Generalized form of salmonellosis is necessary to differentiate from sepsis of different etiology, pneumonia, malaria, acute pyelonephritis, tuberculosis.
The volume of medical actions depends on the clinical form and a stage of gravity of disease. At gastrointestinal form immediately wash out stomach and intestine with boiled water (isotonic solution of sodii chloridum is the best) then give sorbents per os and give a warm drink. For restoration of hydro-electrolityc balance and normalization of circulatory disorders there should be indicated per os glucosole or rehydroni. Infusion therapy is indicated at expressed dehydration
threesault,quartasault,lactasault. At severe stage of dehydratation one of the specified solutions is infused in vein with rate 80-120 mL/min, 5-10 L of solution is necessary on course of treatment. If hypotension and toxicosis are marked prednisolon and hidrocortizon, polyglucin, reopoliglycin are infused in vein. Pathogenetically 5 % solution of glucose is indicated with desintoxication purpose and restoration of power balance, a solution of sodium hydrocarbonat for acidosis correction, heparin for improvement of reologic properties of blood, preparations of antiallergic action - calcii chloridi, dimedrol, tavegil, indomethacin are prescribed in case of diarrhea (for inhibition of prostaglandines synthesis), calcium gluconate. Antibiotics at gastrointestinal form of salmonellosis are not used.

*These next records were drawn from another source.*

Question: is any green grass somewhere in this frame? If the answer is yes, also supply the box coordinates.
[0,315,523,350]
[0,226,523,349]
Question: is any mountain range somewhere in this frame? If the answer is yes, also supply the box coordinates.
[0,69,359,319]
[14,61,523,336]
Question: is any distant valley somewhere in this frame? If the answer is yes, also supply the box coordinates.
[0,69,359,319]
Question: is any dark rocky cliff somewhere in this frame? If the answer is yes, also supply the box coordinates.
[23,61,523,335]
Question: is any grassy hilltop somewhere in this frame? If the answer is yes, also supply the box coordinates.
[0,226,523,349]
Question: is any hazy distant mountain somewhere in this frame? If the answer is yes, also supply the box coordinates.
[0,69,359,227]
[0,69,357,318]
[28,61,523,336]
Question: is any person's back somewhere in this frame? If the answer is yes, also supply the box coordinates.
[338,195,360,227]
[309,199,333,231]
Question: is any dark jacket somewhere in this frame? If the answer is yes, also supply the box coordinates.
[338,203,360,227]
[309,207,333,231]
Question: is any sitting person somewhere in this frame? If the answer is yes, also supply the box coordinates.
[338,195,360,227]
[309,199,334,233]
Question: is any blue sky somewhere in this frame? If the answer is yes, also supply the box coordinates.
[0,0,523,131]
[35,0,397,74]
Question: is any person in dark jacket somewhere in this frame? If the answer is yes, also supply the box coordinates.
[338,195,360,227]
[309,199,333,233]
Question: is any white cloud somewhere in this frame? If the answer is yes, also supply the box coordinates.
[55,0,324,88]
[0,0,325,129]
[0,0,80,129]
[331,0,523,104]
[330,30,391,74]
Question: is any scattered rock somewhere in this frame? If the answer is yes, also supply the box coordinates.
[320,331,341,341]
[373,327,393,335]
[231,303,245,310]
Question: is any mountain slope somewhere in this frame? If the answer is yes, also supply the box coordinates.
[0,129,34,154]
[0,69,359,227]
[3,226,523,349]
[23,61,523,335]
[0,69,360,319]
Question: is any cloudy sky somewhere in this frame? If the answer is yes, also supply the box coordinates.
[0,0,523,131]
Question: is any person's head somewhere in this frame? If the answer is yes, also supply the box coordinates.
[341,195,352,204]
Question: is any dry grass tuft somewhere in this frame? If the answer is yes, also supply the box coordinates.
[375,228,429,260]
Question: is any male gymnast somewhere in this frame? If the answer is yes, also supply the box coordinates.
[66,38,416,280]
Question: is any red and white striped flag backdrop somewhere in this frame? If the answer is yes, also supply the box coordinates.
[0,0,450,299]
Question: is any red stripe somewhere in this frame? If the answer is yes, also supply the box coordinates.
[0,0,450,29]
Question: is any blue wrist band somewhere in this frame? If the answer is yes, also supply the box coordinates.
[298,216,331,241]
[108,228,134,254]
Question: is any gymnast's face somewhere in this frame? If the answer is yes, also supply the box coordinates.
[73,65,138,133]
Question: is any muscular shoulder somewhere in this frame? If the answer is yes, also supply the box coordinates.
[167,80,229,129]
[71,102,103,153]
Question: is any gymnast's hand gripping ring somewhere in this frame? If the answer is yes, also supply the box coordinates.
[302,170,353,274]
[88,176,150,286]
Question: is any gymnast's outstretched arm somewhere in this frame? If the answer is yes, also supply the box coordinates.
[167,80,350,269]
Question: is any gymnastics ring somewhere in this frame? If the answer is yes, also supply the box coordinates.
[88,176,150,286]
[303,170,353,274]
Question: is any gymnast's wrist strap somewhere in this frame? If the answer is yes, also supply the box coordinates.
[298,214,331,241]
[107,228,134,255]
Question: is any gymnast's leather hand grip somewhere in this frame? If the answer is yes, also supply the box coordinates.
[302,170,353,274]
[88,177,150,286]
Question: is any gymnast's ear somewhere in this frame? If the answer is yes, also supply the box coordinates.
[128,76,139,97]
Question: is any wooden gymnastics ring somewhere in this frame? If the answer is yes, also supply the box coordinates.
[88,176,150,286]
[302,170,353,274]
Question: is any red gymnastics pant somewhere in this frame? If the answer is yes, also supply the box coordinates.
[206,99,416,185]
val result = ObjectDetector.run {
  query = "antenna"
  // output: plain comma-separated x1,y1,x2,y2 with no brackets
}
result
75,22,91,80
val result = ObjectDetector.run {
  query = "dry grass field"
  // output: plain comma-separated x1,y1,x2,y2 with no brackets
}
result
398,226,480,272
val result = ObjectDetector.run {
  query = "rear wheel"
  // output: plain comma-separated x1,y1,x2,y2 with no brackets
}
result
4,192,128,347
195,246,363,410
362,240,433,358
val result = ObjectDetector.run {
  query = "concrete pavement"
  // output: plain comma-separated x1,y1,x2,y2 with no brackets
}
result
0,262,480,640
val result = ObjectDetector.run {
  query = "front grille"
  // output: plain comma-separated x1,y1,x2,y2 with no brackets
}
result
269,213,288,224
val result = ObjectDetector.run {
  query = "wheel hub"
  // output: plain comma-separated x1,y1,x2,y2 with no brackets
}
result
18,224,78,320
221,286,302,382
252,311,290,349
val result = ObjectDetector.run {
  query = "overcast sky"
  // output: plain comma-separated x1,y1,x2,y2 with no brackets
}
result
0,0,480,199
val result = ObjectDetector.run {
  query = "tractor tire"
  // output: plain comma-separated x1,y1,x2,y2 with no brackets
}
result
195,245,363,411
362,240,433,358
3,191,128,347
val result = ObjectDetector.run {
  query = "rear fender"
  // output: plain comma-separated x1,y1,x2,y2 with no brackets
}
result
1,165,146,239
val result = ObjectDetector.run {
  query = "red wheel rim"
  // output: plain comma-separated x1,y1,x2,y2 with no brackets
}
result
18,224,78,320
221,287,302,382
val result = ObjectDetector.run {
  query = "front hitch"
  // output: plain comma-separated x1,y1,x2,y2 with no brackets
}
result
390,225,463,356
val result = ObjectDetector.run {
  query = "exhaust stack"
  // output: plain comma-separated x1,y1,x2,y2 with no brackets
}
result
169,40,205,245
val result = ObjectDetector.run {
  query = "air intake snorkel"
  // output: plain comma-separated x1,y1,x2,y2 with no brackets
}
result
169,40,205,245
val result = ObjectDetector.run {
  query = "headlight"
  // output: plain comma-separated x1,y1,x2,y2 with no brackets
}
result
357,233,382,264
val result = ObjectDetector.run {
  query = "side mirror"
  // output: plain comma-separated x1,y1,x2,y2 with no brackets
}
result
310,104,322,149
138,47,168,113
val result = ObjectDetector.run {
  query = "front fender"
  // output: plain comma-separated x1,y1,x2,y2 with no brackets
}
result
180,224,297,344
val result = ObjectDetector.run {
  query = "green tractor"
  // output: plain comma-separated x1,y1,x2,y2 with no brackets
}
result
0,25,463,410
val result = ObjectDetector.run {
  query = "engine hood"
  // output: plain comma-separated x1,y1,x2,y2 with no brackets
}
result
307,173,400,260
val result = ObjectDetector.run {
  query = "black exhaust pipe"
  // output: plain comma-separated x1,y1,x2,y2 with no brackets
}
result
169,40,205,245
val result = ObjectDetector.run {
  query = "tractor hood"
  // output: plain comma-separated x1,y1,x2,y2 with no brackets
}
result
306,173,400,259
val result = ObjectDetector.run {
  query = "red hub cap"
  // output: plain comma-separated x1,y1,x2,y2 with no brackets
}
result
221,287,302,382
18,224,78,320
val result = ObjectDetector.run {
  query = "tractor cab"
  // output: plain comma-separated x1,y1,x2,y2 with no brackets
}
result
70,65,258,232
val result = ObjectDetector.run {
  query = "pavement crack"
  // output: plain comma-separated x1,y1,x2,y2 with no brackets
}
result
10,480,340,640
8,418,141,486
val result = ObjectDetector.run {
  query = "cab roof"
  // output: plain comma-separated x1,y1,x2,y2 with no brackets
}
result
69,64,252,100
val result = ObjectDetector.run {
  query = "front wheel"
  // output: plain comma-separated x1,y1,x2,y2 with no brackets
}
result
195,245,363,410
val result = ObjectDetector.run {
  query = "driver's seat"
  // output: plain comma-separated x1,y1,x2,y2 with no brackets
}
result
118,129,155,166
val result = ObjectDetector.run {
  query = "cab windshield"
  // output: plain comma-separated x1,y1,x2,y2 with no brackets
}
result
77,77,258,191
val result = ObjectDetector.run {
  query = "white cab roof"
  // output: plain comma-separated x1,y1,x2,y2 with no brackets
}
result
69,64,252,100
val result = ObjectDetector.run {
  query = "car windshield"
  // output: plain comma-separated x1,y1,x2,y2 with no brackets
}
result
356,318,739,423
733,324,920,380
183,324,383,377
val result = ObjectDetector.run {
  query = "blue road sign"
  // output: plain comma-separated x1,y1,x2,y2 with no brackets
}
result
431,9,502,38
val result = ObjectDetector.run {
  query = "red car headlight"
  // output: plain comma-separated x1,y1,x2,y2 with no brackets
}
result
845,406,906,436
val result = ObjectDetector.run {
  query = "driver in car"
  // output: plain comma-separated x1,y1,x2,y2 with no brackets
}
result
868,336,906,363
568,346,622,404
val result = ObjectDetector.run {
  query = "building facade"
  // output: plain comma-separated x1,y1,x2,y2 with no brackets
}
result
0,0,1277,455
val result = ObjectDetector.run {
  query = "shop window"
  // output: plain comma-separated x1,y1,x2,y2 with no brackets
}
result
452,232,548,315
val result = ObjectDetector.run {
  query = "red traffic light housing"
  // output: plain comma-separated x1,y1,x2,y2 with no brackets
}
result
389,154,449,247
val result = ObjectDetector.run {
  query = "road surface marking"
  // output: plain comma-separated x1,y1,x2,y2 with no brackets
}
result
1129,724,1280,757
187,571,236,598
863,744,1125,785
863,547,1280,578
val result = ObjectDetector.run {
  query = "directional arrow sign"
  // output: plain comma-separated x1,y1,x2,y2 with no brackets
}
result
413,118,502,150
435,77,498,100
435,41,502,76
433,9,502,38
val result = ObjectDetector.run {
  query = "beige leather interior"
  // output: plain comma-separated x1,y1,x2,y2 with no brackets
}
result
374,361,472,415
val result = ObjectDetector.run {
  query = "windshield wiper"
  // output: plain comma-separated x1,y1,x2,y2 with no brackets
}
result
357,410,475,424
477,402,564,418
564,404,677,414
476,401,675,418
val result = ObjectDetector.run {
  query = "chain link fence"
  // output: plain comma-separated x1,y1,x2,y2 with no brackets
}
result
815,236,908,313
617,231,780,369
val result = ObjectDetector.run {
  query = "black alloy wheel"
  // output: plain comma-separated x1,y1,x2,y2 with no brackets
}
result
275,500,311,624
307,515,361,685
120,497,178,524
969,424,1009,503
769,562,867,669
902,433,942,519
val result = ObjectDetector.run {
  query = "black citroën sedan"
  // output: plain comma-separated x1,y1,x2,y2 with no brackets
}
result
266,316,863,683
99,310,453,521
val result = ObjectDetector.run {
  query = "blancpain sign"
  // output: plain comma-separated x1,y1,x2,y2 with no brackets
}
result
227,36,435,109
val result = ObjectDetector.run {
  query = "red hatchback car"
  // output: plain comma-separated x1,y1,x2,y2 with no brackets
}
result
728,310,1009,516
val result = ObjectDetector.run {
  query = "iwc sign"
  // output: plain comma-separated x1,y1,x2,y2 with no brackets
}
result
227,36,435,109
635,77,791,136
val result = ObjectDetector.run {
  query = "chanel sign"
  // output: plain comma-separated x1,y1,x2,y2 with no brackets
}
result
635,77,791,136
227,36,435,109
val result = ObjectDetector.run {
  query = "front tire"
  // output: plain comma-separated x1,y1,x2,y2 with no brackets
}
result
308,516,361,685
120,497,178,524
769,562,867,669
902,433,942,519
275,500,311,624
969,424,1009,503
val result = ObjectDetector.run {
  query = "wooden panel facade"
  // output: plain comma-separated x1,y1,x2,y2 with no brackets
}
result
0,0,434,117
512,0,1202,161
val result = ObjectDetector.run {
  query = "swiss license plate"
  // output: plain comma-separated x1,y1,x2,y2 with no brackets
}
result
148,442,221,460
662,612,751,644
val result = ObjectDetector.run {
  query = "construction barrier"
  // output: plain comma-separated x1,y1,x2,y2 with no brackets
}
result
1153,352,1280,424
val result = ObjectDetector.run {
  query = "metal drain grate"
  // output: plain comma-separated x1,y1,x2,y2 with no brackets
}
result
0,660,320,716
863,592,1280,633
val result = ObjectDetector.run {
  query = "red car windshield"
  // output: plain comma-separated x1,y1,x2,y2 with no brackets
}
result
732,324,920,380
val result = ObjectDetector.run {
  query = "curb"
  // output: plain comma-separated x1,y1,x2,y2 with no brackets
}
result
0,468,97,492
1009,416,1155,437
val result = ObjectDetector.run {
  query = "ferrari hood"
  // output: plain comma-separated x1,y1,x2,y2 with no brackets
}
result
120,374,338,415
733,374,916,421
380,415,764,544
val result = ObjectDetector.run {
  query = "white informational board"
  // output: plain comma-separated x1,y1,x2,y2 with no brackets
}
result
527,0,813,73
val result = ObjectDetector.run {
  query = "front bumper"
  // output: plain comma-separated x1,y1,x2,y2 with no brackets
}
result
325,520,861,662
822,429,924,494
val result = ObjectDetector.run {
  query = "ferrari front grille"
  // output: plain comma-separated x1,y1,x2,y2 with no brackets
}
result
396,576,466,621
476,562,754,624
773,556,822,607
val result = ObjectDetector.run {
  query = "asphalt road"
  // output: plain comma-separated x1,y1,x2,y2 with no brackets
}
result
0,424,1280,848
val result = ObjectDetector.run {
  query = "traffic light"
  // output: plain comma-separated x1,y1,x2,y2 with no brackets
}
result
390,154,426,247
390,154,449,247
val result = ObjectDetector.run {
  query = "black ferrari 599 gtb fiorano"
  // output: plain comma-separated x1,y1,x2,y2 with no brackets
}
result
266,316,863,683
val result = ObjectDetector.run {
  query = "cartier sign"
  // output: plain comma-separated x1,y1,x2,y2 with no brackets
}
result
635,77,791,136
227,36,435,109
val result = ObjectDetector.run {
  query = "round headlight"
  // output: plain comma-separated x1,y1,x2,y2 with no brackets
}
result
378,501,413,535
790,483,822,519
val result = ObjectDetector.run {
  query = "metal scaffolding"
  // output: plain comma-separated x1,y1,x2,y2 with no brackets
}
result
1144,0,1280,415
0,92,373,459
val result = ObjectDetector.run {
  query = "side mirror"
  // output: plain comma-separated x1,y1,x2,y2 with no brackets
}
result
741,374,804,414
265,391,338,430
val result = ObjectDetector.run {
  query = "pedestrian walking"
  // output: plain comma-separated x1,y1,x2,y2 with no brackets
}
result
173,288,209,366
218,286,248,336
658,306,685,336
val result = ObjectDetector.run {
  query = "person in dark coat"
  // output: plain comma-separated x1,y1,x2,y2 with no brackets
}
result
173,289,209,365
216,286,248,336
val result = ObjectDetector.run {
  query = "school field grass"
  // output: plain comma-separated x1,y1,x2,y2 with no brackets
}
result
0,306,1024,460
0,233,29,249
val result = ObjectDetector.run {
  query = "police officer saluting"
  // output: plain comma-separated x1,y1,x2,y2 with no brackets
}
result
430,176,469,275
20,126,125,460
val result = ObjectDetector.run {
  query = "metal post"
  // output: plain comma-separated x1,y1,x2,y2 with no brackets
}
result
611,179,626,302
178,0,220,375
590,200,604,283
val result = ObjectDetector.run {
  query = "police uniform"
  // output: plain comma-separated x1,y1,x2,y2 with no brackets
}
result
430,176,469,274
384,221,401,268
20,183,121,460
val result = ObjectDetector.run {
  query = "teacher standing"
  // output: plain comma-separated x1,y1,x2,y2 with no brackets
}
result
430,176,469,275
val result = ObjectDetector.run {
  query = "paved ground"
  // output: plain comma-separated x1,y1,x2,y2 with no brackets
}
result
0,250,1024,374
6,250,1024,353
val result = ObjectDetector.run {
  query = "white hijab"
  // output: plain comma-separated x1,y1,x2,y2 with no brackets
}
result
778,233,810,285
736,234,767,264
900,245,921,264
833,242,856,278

However at syndrome of hemocolitis and lingering diarrhea furazolidon is indicated in combination with fermental preparations - festal, panzynorm, pancreatin, mezym-forte, pancitrat, vobensim. The broths of herbs has anti-inflammatory, disinfectant and astringent properties, and also properties raising organism reactivity. They are vitamin preparations, pentoxyl, methyluracil, thymalin, enterol-250 also indicated, bificol, colibacterin, bifidumbacterin, linex is used at intestinal dysbacteriosis.
At generalized form simultaneously with pathogenetic therapy there are indicated antibiotics - levomycetin, ampicillin, monomycin, gentamycini sulfas, cefazolin (kefzol), cefotaxim (claforan). At the septic form of disease antibiotics are better to infuse parenteraly. For sanitation of chronic carriers of salmonelas the specified antibiotics use in average therapeutic doses in combination with preparations stimulating nonspecific and immunological reactivity (pentoxyl, methyluracil, splenin, thymalin, T- activin).
The measures of prophylaxis are veterinary-surveillance upon animals and production of meat and dairy industry, laboratory control of food stuffs.
It is necessary to reveal carriers on milk farms, in foods, children's and medical establishments. The maintenance of the rules of personal hygiene and rules of food's cooking plays an important role in prophylaxis of salmonellosis.
1. Etiology, epidemiology and incidence of salmonellosis.
2. Pathogenesis of salmonellosis.
3. Anatomic pathology of disease.
4. Main clinical symptoms and signs of salmonellosis.